Tutorial Video: Vector Spaces-Subspaces-Defintion
Vector Subspaces
Definition: Subspace
A subset \(W\) of a vector space \(V\) over a field \(F\) is called a subspace if \(W\) is itself a vector space under the same operations defined on \(V\).
Necessary Properties:
Necessary Properties:
- \(x + y \in W\) whenever \(x, y \in W\) (Additive Closure)
- \(\alpha x \in W\) whenever \(\alpha \in F, x \in W\) (Scalar Closure)
- \(W\) contains the zero vector \(\mathbf{0}\)
- Every vector in \(W\) has an additive inverse in \(W\)
Linear & Direct Sums
Linear Sum (\(W_1 + W_2\))
\[ W_1 + W_2 = \{ v \in V \mid v = w_1 + w_2, w_1 \in W_1, w_2 \in W_2 \} \]
Direct Sum (\(V = W_1 \oplus W_2\))
\(V\) is the direct sum of \(W_1\) and \(W_2\) if:
- \(V = W_1 + W_2\)
- \(W_1 \cap W_2 = \{ \mathbf{0} \}\)
Worked Examples
Question 1 A/M-25-R-21
Is the zero vector a subspace?
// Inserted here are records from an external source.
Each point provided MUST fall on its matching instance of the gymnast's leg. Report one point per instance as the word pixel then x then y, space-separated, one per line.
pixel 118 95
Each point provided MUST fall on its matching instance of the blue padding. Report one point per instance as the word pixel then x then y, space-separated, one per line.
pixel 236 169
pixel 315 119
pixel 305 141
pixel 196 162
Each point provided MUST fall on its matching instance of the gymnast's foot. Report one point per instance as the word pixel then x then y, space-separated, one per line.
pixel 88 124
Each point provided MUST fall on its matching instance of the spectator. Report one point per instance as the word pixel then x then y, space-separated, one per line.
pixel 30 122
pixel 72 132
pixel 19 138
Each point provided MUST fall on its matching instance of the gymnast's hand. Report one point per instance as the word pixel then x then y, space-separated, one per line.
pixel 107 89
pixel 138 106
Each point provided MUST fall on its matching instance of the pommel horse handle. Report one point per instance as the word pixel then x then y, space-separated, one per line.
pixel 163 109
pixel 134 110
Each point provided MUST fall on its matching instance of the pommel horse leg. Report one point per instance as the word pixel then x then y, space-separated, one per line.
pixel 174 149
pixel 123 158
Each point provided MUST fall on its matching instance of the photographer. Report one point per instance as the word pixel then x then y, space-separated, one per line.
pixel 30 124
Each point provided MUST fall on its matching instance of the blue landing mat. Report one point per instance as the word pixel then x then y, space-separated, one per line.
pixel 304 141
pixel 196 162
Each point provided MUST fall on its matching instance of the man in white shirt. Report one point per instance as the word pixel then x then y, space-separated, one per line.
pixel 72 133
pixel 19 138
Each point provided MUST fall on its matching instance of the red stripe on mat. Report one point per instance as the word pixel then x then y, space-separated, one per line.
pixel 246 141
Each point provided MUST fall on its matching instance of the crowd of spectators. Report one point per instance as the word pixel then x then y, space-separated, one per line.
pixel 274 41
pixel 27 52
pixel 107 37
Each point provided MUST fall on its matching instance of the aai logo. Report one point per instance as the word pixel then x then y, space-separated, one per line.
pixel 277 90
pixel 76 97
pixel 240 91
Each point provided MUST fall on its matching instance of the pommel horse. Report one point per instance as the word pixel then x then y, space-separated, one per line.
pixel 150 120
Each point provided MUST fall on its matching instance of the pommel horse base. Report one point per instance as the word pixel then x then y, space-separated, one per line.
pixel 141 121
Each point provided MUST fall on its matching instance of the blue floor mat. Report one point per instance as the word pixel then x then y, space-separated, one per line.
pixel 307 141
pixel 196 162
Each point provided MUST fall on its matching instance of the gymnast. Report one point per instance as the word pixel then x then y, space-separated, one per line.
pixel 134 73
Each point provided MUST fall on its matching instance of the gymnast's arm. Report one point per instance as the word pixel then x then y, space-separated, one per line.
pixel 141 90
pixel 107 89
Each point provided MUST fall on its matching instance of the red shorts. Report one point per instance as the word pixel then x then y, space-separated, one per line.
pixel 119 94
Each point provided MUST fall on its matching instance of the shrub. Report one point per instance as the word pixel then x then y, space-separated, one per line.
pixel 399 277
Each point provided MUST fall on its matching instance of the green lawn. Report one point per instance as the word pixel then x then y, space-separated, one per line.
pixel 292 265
Give reason.
Yes, the zero vector alone forms a subspace.
Reason:Let \(W = \{ \mathbf{0} \}\):
- \(W\) is non-empty (\(\mathbf{0} \in W\)).
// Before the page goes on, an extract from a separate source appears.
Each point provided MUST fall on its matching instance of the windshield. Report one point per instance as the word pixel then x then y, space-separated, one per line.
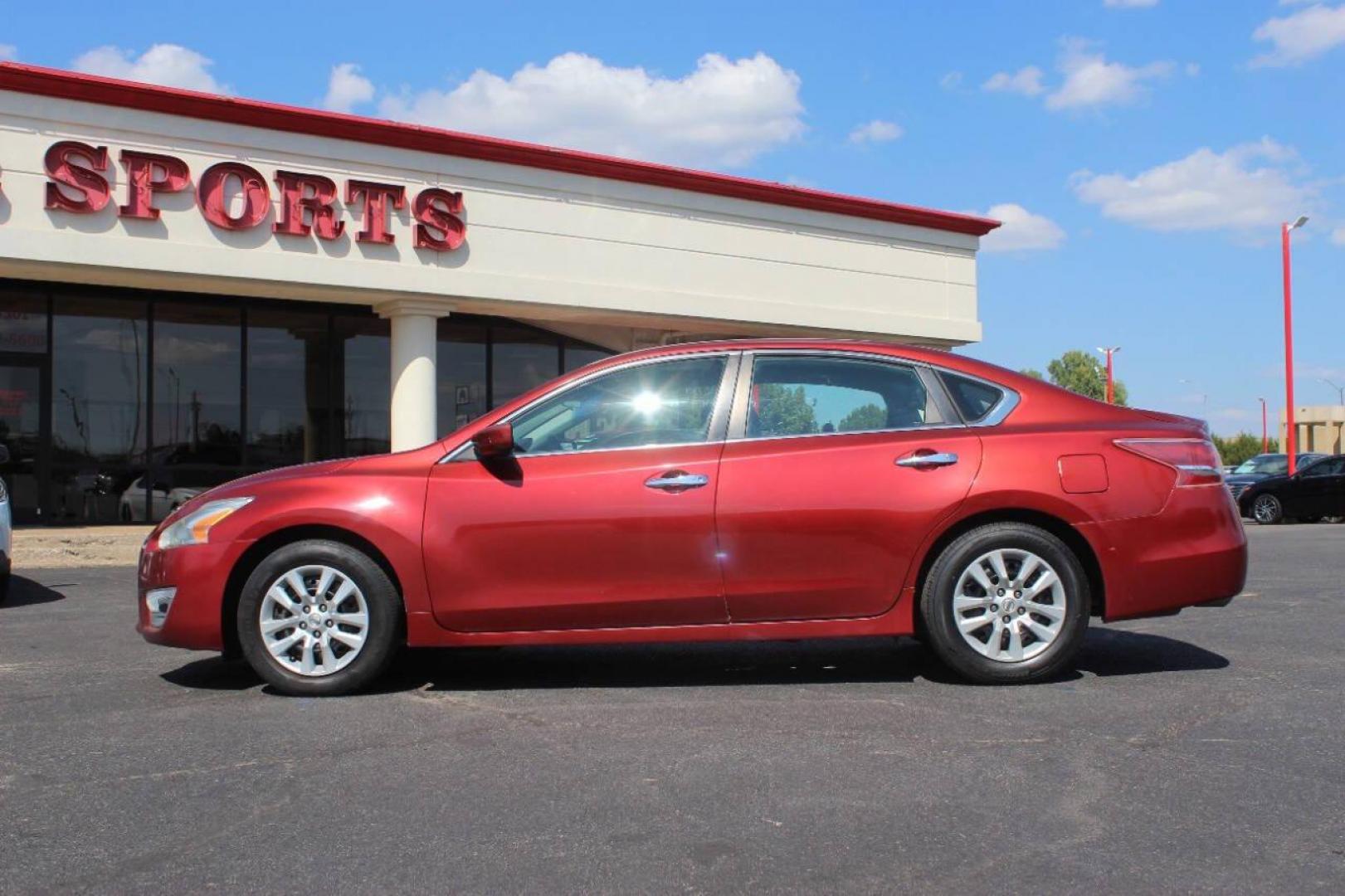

- Closed under Addition: \(\mathbf{0} + \mathbf{0} = \mathbf{0} \in W\).
- Closed under Scalar: \(c \cdot \mathbf{0} = \mathbf{0} \in W\).
Question 2 N/D-24-R-21
Determine whether the set of vectors of the form \((a, b, 1)\) is a subspace of \(\mathbb{R}^3\).
Let \(W = \{ (a, b, 1) \mid a, b \in \mathbb{R} \}\)
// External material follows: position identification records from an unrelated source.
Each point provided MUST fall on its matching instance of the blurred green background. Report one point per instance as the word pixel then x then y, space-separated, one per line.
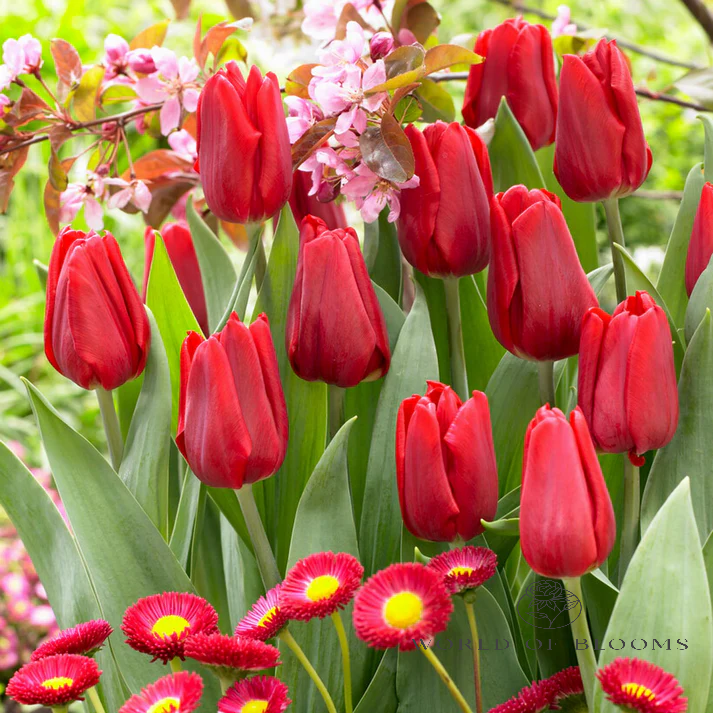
pixel 675 136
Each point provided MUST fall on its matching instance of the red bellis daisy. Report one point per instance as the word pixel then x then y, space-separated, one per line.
pixel 160 624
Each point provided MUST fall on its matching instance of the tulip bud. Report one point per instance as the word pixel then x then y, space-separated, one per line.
pixel 444 223
pixel 519 65
pixel 567 525
pixel 627 378
pixel 537 290
pixel 445 464
pixel 244 154
pixel 335 328
pixel 700 248
pixel 179 246
pixel 303 204
pixel 96 329
pixel 600 149
pixel 232 419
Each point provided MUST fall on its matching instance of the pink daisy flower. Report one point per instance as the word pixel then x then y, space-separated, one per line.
pixel 400 606
pixel 319 585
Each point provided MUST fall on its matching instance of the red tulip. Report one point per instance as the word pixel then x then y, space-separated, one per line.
pixel 243 147
pixel 600 149
pixel 537 290
pixel 700 248
pixel 567 525
pixel 445 222
pixel 519 65
pixel 335 328
pixel 445 464
pixel 627 378
pixel 232 419
pixel 179 246
pixel 303 204
pixel 96 329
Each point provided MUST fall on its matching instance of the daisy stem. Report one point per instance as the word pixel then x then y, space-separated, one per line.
pixel 111 426
pixel 296 649
pixel 96 701
pixel 445 677
pixel 459 376
pixel 470 611
pixel 263 552
pixel 344 645
pixel 580 630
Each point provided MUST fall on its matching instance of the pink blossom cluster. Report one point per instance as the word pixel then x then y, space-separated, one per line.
pixel 339 88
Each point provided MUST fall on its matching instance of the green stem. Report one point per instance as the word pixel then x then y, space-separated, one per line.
pixel 616 236
pixel 580 630
pixel 546 378
pixel 263 552
pixel 459 375
pixel 344 645
pixel 630 527
pixel 445 677
pixel 111 426
pixel 296 649
pixel 470 611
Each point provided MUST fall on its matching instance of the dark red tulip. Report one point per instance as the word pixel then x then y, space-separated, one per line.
pixel 303 204
pixel 600 149
pixel 179 246
pixel 232 419
pixel 445 464
pixel 96 329
pixel 445 221
pixel 519 65
pixel 244 154
pixel 537 290
pixel 567 525
pixel 335 328
pixel 627 378
pixel 700 248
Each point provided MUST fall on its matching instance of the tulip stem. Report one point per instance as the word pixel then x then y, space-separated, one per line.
pixel 459 375
pixel 546 378
pixel 263 552
pixel 296 649
pixel 445 677
pixel 344 645
pixel 111 426
pixel 616 236
pixel 630 527
pixel 470 611
pixel 580 630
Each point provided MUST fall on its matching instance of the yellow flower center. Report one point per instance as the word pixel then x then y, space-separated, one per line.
pixel 170 624
pixel 57 682
pixel 638 691
pixel 403 610
pixel 165 705
pixel 267 616
pixel 254 707
pixel 322 587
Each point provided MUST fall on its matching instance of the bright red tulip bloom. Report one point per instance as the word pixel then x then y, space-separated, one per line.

Verification: To be a subspace, \(W\) must contain the zero vector \((0,0,0)\).
- In \(\mathbb{R}^3\), the zero vector is \((0,0,0)\).
- However, every vector in \(W\) has a fixed third component of 1.
- Therefore, \((0,0,0) \notin W\).
Conclusion: W is NOT a subspace of \(\mathbb{R}^3\).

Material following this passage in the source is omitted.